蒸気自動車は内燃機関を利用した現在の自動車が生まれるずっと前に開発された自動車で、20世紀初頭までは自動車といえば蒸気自動車のことを意味していました。20世紀初頭までは内燃機関式の自動車とも張り合う事が出来る程の性能を持っていたのですが、内燃機関の性能が向上したことから徐々にその勢いは失われていき、第二次大戦が始まるころには表舞台から姿を消すことになってしまいました。しかしそんな蒸気自動車が一時期注目を集めていた事があるのだそうです。

 

蒸気自動車が注目されるきっかけとなったのが1970年代に起こったオイルショックでした。
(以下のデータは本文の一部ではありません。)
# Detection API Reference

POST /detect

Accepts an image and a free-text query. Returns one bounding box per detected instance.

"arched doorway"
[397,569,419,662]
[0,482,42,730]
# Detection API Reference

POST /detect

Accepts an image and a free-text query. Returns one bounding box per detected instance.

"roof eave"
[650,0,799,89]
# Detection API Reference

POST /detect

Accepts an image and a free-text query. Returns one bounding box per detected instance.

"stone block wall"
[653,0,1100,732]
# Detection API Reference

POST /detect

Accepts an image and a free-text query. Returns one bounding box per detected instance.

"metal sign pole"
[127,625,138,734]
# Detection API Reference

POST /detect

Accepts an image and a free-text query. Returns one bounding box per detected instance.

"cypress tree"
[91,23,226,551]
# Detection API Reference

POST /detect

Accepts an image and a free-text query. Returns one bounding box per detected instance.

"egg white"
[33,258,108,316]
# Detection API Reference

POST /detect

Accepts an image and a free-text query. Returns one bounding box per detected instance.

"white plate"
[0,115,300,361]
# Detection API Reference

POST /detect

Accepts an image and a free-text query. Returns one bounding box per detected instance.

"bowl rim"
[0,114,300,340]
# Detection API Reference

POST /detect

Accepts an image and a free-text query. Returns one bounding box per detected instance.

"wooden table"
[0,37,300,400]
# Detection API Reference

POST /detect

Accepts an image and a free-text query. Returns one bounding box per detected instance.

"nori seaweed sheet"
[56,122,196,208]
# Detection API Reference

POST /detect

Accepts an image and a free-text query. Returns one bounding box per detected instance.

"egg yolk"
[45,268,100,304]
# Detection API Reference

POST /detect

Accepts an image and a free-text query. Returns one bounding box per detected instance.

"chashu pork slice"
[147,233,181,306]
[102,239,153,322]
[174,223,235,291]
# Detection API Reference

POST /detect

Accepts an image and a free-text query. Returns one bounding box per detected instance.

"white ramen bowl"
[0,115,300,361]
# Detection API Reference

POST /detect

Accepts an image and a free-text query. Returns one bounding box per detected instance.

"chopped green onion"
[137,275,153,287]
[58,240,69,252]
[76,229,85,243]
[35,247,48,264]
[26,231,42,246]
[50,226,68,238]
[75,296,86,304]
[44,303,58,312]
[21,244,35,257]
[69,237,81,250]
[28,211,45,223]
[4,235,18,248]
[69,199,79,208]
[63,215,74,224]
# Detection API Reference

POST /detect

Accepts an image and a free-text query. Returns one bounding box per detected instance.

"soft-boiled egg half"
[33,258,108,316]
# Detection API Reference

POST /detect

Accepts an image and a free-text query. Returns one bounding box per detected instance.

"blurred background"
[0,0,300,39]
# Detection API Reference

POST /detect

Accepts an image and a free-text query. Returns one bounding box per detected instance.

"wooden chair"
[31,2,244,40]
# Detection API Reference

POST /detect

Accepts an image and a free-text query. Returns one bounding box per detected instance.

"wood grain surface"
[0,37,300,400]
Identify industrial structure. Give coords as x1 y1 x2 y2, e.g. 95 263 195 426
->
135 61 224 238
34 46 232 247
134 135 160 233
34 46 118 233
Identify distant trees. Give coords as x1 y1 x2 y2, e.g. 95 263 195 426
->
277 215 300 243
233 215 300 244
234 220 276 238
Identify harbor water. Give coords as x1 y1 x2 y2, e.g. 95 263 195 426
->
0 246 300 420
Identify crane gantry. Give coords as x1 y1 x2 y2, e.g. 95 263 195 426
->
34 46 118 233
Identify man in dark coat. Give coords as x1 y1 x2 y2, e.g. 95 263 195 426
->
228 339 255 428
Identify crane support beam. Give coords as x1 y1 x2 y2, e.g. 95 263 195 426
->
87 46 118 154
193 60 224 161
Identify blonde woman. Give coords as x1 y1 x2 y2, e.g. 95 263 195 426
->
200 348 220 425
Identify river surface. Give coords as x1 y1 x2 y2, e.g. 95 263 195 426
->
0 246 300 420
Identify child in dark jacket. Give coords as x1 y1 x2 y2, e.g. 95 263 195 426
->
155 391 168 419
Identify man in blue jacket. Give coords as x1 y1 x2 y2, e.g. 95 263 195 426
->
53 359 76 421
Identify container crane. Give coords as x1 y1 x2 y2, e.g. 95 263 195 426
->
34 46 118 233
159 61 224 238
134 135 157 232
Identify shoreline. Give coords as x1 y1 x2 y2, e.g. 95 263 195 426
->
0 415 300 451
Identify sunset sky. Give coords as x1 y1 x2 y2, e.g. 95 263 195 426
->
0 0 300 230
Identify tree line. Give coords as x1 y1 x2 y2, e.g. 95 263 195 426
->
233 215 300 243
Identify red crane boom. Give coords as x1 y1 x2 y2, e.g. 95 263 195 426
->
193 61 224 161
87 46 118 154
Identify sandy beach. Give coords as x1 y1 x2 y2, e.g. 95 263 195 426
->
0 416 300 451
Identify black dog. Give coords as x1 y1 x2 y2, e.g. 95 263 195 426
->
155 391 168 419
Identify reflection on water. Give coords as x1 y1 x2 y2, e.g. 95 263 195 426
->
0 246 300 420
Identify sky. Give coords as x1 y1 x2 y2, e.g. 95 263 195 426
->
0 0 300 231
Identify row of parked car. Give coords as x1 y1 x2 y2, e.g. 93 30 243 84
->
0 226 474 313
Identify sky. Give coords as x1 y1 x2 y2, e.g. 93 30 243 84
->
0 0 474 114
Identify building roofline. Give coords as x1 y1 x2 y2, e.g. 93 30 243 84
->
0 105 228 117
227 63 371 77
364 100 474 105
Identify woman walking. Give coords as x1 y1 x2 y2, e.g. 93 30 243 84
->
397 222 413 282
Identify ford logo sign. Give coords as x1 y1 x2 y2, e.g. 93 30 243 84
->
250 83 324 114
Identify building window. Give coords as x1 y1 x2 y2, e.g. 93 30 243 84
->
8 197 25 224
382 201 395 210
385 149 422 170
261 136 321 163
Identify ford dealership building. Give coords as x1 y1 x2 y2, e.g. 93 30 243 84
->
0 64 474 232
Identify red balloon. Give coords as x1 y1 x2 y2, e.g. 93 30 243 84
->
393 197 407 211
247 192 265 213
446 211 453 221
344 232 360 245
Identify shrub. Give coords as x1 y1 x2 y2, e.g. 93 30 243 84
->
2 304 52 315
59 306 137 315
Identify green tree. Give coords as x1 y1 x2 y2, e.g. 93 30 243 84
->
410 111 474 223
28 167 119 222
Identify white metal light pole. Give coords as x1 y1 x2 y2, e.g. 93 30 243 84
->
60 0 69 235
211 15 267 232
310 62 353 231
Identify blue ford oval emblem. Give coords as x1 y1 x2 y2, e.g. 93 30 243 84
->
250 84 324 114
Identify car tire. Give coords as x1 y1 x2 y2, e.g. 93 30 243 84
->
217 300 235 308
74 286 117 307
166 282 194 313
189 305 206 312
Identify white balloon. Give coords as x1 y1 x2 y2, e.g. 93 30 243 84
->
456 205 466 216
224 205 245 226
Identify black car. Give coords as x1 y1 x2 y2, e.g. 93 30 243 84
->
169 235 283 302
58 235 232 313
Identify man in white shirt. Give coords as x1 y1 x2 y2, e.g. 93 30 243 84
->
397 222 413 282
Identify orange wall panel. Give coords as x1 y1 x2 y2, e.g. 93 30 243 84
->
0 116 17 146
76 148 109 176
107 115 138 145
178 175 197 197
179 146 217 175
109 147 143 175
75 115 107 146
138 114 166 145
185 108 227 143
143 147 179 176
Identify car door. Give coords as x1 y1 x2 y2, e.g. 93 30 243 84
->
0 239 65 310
石油価格が大きく高騰することによってガソリンを用意する事が出来なくなってしまった時の事を想定して再び蒸気自動車の開発を行う計画が立ち上がったのだそうです。蒸気自動車は火を起こす事が出来れば燃料にこだわる必要が無いことから石油が手に入らなくなっても他の燃料を用意する事が出来ると大きな注目が集まったのですが、オイルショックが収束したら計画も収束してしまったそうです。現在では電気自動車などより環境にやさしい自動車の開発が進められていますが、より環境に優しい形で蒸気を生み出す事が出来るシステムが生まれたら蒸気自動車が再び脚光を浴びるかもしれません。